ABSTRACT

People make decisions in response to a variety of desires, resources and needs. And the same is obviously true for migration decisions. Although push-and-pull theories or neo-classical approaches to migration have been criticized for their simplifying view (Faist 2000, Castles et al. 2014), migration scholarship still tends to focus on one mostly isolated cause of movement, such as economic, educational, career or forced aspects. These factors are usually equated with a corresponding subjectivity and the lifeworlds that these people are seen to inhabit. An approach focusing on economic factors would describe migrants as workers who search for higher wages. Other factors, such as personal and family experiences, are usually outside the scope of such deterministic descriptions. In contrast, the framework employed in this book places people’s decisions in relation to cultural beliefs and social patterns that produce certain expectations regarding migration. Such a view shifts attention from the conventional exploration of objective causes (“why do people migrate?”) to a more subjective stance (“why do people think that migration is something beneficial”)? Such a subjective stance aims to enhance our understanding of the complex phenomenon of migration.

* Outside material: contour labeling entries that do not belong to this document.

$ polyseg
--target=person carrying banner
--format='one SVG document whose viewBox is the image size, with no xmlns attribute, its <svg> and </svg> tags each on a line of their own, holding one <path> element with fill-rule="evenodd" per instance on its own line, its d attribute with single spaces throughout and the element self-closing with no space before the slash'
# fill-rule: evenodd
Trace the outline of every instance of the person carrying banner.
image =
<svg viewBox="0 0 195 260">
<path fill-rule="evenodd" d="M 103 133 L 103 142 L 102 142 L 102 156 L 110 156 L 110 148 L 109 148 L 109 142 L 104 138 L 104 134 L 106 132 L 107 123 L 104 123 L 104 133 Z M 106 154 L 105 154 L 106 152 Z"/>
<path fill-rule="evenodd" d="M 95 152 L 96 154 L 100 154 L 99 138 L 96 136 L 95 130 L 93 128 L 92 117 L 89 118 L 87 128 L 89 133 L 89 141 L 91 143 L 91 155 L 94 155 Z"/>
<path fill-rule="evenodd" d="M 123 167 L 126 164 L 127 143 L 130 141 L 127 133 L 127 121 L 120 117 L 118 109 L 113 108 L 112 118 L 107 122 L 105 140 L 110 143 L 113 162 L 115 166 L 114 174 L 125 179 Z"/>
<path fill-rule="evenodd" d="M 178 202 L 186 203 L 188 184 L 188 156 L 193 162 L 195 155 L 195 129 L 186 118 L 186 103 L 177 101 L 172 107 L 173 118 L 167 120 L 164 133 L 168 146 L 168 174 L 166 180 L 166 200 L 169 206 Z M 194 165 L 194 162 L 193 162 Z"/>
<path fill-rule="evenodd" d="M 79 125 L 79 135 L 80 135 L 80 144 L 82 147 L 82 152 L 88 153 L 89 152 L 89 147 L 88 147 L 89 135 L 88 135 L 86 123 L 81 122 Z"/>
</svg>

It underlines that migrants do not act in a mechanistic way, but that they make decisions in a given sociocultural and historical space. Their decisions reflect the social and cultural circumstances in their local environments as well as international trends. Migrants’ decisions about movement thus need to be interpreted with reference to the larger cultural and social spaces within which people come to think about migration. Expectations, as has been detailed in Chapter 1, are the analytical tool used in this book to understand who is seen as having to migrate, where they migrate to and what form their migration takes. These expectations are also linked to the perceived outcomes of specific forms of migration. They are anchored into the normative sets of social spaces that enact “symbolic power” (Bourdieu 1989) because they define socially accepted ways of being and doing.